Par les temps de froidure et de pluie que
nous venons de connaître, les pertes de pigeons manquant
d'expérience se sont multipliées. Certains rentrent en
triste état ou sont rapatriés et l'amateur souhaite retaper
rapidement ces éléments de manière à les remettre en
compétition ou tout au moins à l'entraînement le plus vite
possible.
D'abord le pigeon souffre le plus souvent de
dénutrition. II n'y a actuellement rien à manger dans les
champs (sinon quelques graines traitées plus ou moins
chimiquement), les fermes où l'on jette du grain aux
volailles deviennent de plus en plus rares. Le pigeon va
devoir refaire muscles et réserves dans les meilleurs
délais.
Ensuite, le pigeon malnutrit, donc en état de
moindre défense organique, risque de préparer une crise
parasitaire ou microbienne (trichomonase ‑ coccidiose le
plus souvent).
Et aussi, il a pu absorber des toxiques
insecticides, fongicides avec lesquels sont protégées les
graines de semence qu'il a pu glaner çà et là pour se
sustenter. Ou absorber des eaux douteuses pour s'abreuver.

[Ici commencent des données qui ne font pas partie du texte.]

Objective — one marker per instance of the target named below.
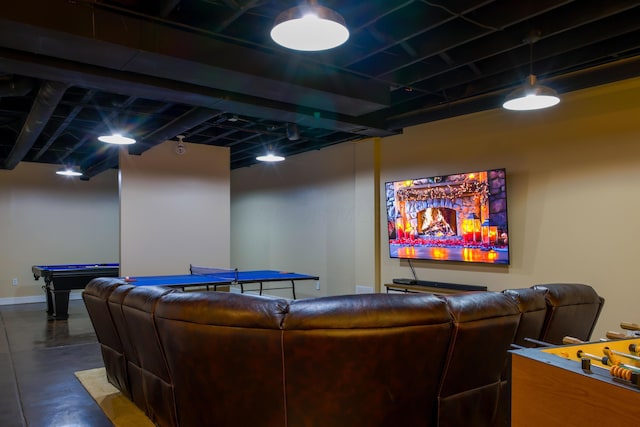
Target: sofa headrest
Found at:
(223, 309)
(558, 294)
(366, 311)
(102, 287)
(528, 299)
(145, 298)
(471, 306)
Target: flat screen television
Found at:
(459, 217)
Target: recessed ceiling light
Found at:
(270, 157)
(69, 171)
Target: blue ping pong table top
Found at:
(254, 276)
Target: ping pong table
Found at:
(213, 277)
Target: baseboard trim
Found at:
(33, 299)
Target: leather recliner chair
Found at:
(572, 310)
(484, 324)
(96, 296)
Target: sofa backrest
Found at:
(364, 360)
(225, 357)
(532, 305)
(148, 358)
(95, 296)
(484, 325)
(572, 309)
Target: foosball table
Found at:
(582, 384)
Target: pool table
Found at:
(59, 280)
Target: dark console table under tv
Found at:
(416, 286)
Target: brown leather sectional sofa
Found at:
(225, 359)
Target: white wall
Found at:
(302, 215)
(50, 219)
(572, 183)
(174, 209)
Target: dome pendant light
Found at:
(531, 95)
(310, 27)
(270, 156)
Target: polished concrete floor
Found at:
(38, 359)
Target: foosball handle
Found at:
(571, 340)
(613, 335)
(630, 326)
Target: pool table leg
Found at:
(57, 304)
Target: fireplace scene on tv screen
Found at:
(461, 217)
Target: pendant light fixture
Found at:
(69, 171)
(531, 95)
(270, 157)
(310, 27)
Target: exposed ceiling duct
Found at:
(45, 103)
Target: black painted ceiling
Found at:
(71, 70)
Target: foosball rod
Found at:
(606, 361)
(630, 326)
(613, 335)
(602, 359)
(620, 353)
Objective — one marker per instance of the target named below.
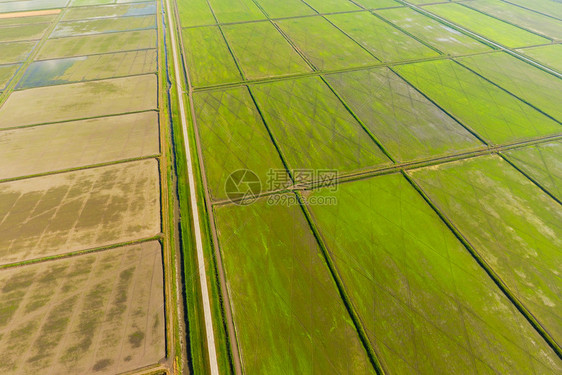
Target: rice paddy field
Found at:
(84, 249)
(436, 250)
(280, 187)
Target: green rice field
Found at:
(248, 187)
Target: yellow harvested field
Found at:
(61, 213)
(79, 101)
(30, 13)
(96, 313)
(78, 143)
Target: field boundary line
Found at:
(39, 43)
(404, 166)
(533, 180)
(489, 80)
(507, 21)
(85, 167)
(502, 285)
(209, 329)
(369, 347)
(71, 254)
(531, 10)
(227, 85)
(479, 37)
(79, 119)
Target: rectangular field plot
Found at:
(60, 213)
(377, 4)
(408, 125)
(535, 86)
(289, 316)
(324, 45)
(15, 52)
(495, 115)
(86, 142)
(97, 313)
(444, 38)
(543, 163)
(426, 304)
(6, 74)
(550, 56)
(123, 10)
(104, 25)
(85, 68)
(486, 26)
(31, 5)
(262, 51)
(96, 44)
(22, 32)
(329, 6)
(79, 100)
(195, 13)
(527, 19)
(27, 20)
(548, 7)
(233, 137)
(208, 57)
(286, 8)
(313, 128)
(384, 41)
(236, 10)
(514, 226)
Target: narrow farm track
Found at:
(211, 346)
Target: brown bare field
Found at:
(30, 13)
(56, 214)
(79, 100)
(97, 313)
(86, 142)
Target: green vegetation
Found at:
(492, 113)
(324, 45)
(535, 86)
(208, 57)
(286, 8)
(236, 10)
(63, 304)
(103, 25)
(486, 26)
(407, 124)
(255, 43)
(436, 34)
(94, 44)
(79, 100)
(383, 40)
(550, 55)
(513, 225)
(313, 128)
(538, 23)
(541, 163)
(195, 13)
(15, 52)
(426, 304)
(288, 313)
(233, 137)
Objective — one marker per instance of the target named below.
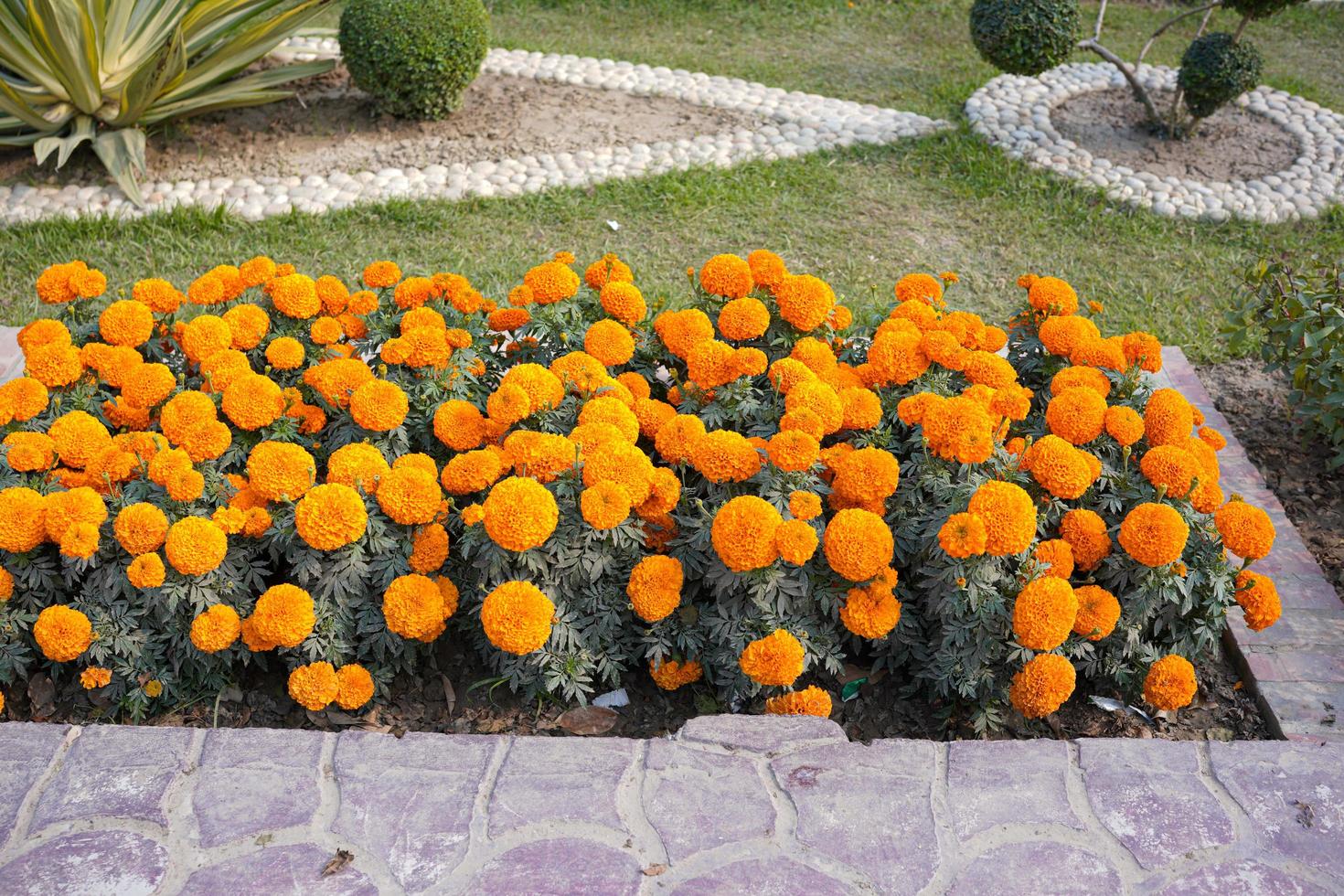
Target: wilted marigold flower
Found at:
(314, 686)
(809, 701)
(743, 534)
(215, 629)
(858, 544)
(1246, 529)
(1258, 598)
(1043, 686)
(517, 617)
(62, 633)
(963, 535)
(1169, 683)
(1008, 515)
(1098, 612)
(1153, 534)
(773, 660)
(671, 675)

Enfin, il a pu être blessé. Le vol très bas
et très rapide par vent poussant est dangereux, fils,
clôtures et même murs constituant d'innombrables obstacles
et provoquant beaucoup d'accidents.
Voyons donc ces choses dans l'ordre de
l'urgence de l'intervention.
L'amateur
trouve son égaré au colombier, le prend en mains et
l'inspecte minutieusement. S'il est blessé, c'est la
première urgence. La blessure est sèche. II faut enlever les
croûtes pour apprécier les dégâts. Pour cela, un bain tiède
prolongé (on met le pigeon dans 15 cm d'eau tiède dans un
petit bassin ou une vieille marmite, que l'on couvre et on
l'y laisse 1 h). Quand on le sort, les croûtes partent très
facilement avec un petit morceau de chiffon ou de gaze. La
blessure apparaît. Si c'est une coupure, les 2 lèvres de la
plaie se sont écartées et il faut les suturer. D'abord
nettoyer soigneusement, puis saupoudrer un peu de poudre
antibiotique et ensuite coudre à points séparés avec du
coton à repriser ou du cordonnet de soie (non coupants). Si
c'est du muscle et de la peau, on coud tout en un seul plan.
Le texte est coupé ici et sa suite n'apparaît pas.